The Bank explained that pre-tax profits rose considerably to €33.5 million compared to €25.2 million in the comparable period in 2021. Moreover, on an adjusted basis when accounting for the €3.4 million restructuring provision and related transformation costs incurred in 2021, pre-tax profits surged by almost 22% to €34.8 million (Q1 to Q3 2021: €28.6 million).
The improved profitability reflects the growth in revenues and a material release in expected credit losses (ECLs) which offset the increase in costs. Indeed, total revenues increased by €2.9 million, of which €2.5 million came from the Bank’s insurance subsidiary on the back of favourable equity market trends. Meanwhile, net interest income drifted lower whilst net fee income remained at 2021 levels as the growth registered in cards, payments and foreign exchange were offset by the removal of the high balance fee as from July 2022.
The financial performance of HSBC was also boosted by a significant release in ECLs which amounted to €10 million compared to just €0.1 million in the same period in 2021. This release was mainly attributable to a significant recovery on a commercial non-performing loan which was largely provided for in prior years. On the other hand, additional charges were booked during the year reflecting heightened levels of economic uncertainty and increasing inflationary pressures.
On the expenditure side, adjusted operating expenses increased by €6.6 million. Regulatory fees increased as a change in the Depositor Compensation Scheme legislation enacted in H1 2022 required banks to anticipate the cash contributions payable in 2023 and 2024. However, a further legislative change took place in October which will result in a release of the additional regulatory fees booked prior to this period. Elsewhere, the Bank also accounted for higher depreciation and amortisation charges arising from additional investments made by the Bank in property and software developments.
In terms of financial position, HSBC explained that net loans and advances to customers remained at the same level as at 31 December 2021 (€3.2 billion). On the other hand, customer deposits increased by 6.2% (or +€351 million) to just under €6 billion. As a result, the loan-to-deposit ratio deteriorated to 53.5% compared to almost 57% as at the end of 2021.

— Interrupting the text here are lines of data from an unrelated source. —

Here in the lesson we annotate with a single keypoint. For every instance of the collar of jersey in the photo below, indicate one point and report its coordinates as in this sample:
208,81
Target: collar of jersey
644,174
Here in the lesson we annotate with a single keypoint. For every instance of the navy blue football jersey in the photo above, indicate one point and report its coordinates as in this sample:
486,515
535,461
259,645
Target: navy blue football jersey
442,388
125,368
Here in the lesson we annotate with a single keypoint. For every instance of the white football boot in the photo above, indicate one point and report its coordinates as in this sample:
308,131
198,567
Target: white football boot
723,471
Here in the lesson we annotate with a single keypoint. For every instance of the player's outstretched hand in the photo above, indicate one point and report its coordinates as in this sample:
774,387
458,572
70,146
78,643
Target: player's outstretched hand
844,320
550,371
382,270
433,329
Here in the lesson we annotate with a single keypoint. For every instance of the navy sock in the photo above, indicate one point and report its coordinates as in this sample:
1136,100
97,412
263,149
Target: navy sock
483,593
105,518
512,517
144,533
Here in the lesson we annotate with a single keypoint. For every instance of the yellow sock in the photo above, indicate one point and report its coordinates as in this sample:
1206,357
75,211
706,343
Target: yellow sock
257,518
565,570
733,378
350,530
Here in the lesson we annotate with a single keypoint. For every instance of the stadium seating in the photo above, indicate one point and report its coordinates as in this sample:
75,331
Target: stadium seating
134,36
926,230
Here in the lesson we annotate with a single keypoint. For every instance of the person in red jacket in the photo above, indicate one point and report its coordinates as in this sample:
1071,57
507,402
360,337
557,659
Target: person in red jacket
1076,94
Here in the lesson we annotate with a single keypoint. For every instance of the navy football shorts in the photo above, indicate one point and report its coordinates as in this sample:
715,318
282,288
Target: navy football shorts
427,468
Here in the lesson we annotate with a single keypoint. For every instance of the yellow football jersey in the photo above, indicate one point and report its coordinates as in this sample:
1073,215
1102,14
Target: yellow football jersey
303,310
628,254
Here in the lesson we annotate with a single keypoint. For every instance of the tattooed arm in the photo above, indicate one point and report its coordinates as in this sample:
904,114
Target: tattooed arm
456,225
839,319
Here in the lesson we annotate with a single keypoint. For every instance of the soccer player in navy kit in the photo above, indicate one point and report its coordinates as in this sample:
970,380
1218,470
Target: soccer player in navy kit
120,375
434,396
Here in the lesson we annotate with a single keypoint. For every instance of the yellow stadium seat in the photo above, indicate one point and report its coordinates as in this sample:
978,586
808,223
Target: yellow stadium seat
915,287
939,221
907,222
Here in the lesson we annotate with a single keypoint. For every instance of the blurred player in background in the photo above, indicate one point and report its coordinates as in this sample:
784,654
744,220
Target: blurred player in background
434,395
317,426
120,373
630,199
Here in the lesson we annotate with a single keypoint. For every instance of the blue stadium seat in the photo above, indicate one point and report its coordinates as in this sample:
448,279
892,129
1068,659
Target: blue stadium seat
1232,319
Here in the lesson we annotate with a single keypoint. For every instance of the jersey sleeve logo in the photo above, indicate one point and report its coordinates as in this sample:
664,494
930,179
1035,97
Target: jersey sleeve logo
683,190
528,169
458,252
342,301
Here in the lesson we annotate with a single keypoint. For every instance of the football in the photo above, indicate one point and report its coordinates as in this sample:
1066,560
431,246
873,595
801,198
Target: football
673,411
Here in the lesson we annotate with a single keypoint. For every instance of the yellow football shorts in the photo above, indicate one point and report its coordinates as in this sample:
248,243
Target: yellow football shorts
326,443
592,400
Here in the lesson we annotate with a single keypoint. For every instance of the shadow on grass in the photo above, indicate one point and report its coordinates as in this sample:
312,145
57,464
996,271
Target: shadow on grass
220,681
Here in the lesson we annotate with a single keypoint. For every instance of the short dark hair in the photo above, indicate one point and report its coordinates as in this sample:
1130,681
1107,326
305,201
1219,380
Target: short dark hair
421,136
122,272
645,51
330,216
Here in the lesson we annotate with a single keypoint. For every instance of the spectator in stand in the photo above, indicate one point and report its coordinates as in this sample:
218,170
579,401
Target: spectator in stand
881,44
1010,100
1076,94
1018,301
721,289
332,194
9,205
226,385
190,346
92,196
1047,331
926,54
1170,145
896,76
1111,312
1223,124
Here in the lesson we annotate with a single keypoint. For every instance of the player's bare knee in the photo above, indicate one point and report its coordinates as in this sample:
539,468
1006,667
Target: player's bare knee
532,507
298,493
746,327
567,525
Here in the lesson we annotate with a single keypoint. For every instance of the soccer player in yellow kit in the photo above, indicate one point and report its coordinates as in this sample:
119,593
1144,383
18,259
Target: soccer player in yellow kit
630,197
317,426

The Bank’s capital ratios trended lower with the CET 1 capital ratio easing to 16.6% (31 December 2021: 18.4%) and the Total Capital ratio decreasing to 19.3% (31 December 2021: 21.1%) but still remained well above regulatory requirements. This reduction was driven by adverse movements on financial instruments classified as ‘Hold-to-Collect-and-Sell’ as a result of the increase in term market yield curves, thus impacting negatively revaluation reserves by €20.6 million. The negative revaluation reserves remained at June 2022 levels as the Bank took action to address the negative impact by entering into fair value hedges to mitigate against further decreases in market prices as well as setting up a ‘Hold-to-Collect’ portfolio.
Commenting on the performance up to September 2022, HSBC Malta’s CEO Mr Simon Vaughan Johnson explained that: “We delivered a good set of results in the first nine months of the year with very strong foreign exchange performance and sustained good progress in fee income despite the removal of the high balance fee. We also started experiencing an increase in net interest income on the back of rising interest rates. We continue to deliver on our safe growth strategy and are focused on executing our plans.”